Все это не содействовало спокойному обсуждению важных предложений президента Соединенных Штатов. Хотя иноземные эскадры и не имели, по-видимому, враждебных намерений, но едва ли могло быть сомнение, что в случае отказа они пустят в ход силу для подкрепления своих желаний. А что могло противопоставить им правительство сегуна? Плохо вооруженное войско, внутренние неурядицы и пустую казну.

13-го февраля 1854 года коммодор Перри явился за ответом во главе эскадры уже из девяти кораблей, и естественным образом правительство без дальнейших промедлений приступило с ним к выработке проекта договора, стараясь только по возможности сузить рамки прав, даваемых вновь иностранцам. 31-го марта проект был выработан и послан на утверждение в Вашингтон. Договор состоял из 12 статей, сущность которых сводилась к следующему: Япония и Соединенные Штаты вступают в мирные, дружественные сношения, Япония открывает для американских судов две гавани — Симода на восточном берегу Ниппона немедленно, и через год Хакодате — на Иезо. В этих гаванях суда могут покупать все необходимые для них запасы, но исключительно через правительственных чиновников. Торговля иностранными товарами будет подчинена японским законам. В Симоде может жить американский консул и агенты. Американцы, живущие в обоих указанных портах, могут беспрепятственно выезжать за черту их и подлежать охране местных законов. Договор вступает в силу через 18 месяцев по подписании.

Немедленно по заключении этого договора английский, русский и голландский адмиралы явились в Нагасаки просить и для своих стран таких же привилегий. Отказать им не было ни повода, ни возможности. Напротив, пришлось еще к первым двум портам прибавить третий — Нагасаки.
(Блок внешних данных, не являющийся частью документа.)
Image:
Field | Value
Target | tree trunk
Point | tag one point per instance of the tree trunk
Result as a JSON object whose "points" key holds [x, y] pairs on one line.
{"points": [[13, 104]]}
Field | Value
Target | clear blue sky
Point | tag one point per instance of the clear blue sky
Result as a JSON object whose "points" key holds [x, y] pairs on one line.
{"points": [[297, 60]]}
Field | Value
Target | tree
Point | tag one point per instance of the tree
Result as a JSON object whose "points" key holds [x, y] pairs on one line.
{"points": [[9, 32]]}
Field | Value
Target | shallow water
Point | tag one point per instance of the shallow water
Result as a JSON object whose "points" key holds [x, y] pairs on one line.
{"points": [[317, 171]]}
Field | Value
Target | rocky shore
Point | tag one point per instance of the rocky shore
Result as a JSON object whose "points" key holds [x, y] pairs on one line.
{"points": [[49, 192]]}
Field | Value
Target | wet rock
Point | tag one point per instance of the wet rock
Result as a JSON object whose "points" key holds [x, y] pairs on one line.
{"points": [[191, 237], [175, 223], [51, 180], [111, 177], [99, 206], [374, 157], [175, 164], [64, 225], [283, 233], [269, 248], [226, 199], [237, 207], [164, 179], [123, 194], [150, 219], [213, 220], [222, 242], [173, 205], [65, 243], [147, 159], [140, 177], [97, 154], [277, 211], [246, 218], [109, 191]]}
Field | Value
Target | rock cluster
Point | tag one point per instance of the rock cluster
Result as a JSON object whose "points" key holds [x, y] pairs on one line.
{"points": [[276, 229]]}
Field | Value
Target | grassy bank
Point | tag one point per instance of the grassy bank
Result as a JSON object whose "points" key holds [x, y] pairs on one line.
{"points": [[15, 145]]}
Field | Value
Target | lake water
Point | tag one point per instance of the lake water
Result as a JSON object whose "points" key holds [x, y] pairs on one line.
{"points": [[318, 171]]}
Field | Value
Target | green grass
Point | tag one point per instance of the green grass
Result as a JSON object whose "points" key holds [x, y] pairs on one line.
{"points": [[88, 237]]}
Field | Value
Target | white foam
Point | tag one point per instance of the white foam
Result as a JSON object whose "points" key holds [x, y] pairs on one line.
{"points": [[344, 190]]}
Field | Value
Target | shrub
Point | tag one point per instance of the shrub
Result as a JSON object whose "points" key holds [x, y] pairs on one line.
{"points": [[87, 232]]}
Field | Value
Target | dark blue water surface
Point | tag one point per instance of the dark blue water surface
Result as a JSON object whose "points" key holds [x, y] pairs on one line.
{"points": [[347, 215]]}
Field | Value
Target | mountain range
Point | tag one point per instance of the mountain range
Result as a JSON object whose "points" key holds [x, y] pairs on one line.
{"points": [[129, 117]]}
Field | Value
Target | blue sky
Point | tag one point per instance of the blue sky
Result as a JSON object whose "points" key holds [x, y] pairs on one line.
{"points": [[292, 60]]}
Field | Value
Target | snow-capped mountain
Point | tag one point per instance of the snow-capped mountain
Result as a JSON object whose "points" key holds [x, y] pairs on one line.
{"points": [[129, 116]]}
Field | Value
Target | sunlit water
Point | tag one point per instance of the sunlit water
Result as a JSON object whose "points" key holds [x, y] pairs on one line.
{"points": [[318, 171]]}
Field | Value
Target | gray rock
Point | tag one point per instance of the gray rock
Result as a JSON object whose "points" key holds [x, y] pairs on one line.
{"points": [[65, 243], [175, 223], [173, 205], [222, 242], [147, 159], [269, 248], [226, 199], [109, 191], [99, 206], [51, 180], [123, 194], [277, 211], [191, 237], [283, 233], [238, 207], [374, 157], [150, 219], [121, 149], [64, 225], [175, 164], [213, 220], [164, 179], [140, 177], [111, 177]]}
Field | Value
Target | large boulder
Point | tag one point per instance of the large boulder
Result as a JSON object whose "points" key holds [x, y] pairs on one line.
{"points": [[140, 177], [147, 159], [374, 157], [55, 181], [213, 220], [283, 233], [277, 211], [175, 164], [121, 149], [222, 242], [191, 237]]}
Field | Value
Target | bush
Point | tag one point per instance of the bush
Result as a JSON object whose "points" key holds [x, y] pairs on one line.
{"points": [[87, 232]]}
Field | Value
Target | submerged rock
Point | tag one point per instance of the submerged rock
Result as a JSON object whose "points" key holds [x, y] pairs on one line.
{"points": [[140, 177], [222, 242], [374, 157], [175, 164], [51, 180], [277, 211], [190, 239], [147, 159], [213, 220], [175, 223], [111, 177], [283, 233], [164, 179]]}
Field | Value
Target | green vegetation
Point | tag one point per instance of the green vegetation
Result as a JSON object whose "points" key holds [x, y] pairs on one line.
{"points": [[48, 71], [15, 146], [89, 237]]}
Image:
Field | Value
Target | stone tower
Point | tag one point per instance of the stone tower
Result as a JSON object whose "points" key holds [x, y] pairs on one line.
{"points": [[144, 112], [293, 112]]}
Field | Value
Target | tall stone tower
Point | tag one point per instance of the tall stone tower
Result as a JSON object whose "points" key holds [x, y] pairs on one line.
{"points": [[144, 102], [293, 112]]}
Как только весть о подписании договора распространилась, в стране началось сильное волнение. Многие дайме были решительно против допущения иностранцев, другие, особенно в южных провинциях Мито, Кошу, Сатсума, Тоза и др., видели в этом удобный предлог для открытого возмущения против сегуна. Как сегун принимает такое важное решение, нарушающее основные законы, без ведома страны, без ведома законного монарха. Он ведет переговоры с иностранцами от своего имени, не давая им даже заподозрить, что он только уполномоченный, а настоящий монарх — микадо. По существу во всем этом не было ничего незаконного, так как по смыслу закона микадо передоверял всю свою власть сегуну, и тот управлял страной совершенно самостоятельно, не испрашивая никогда разрешения микадо на отдельные акты.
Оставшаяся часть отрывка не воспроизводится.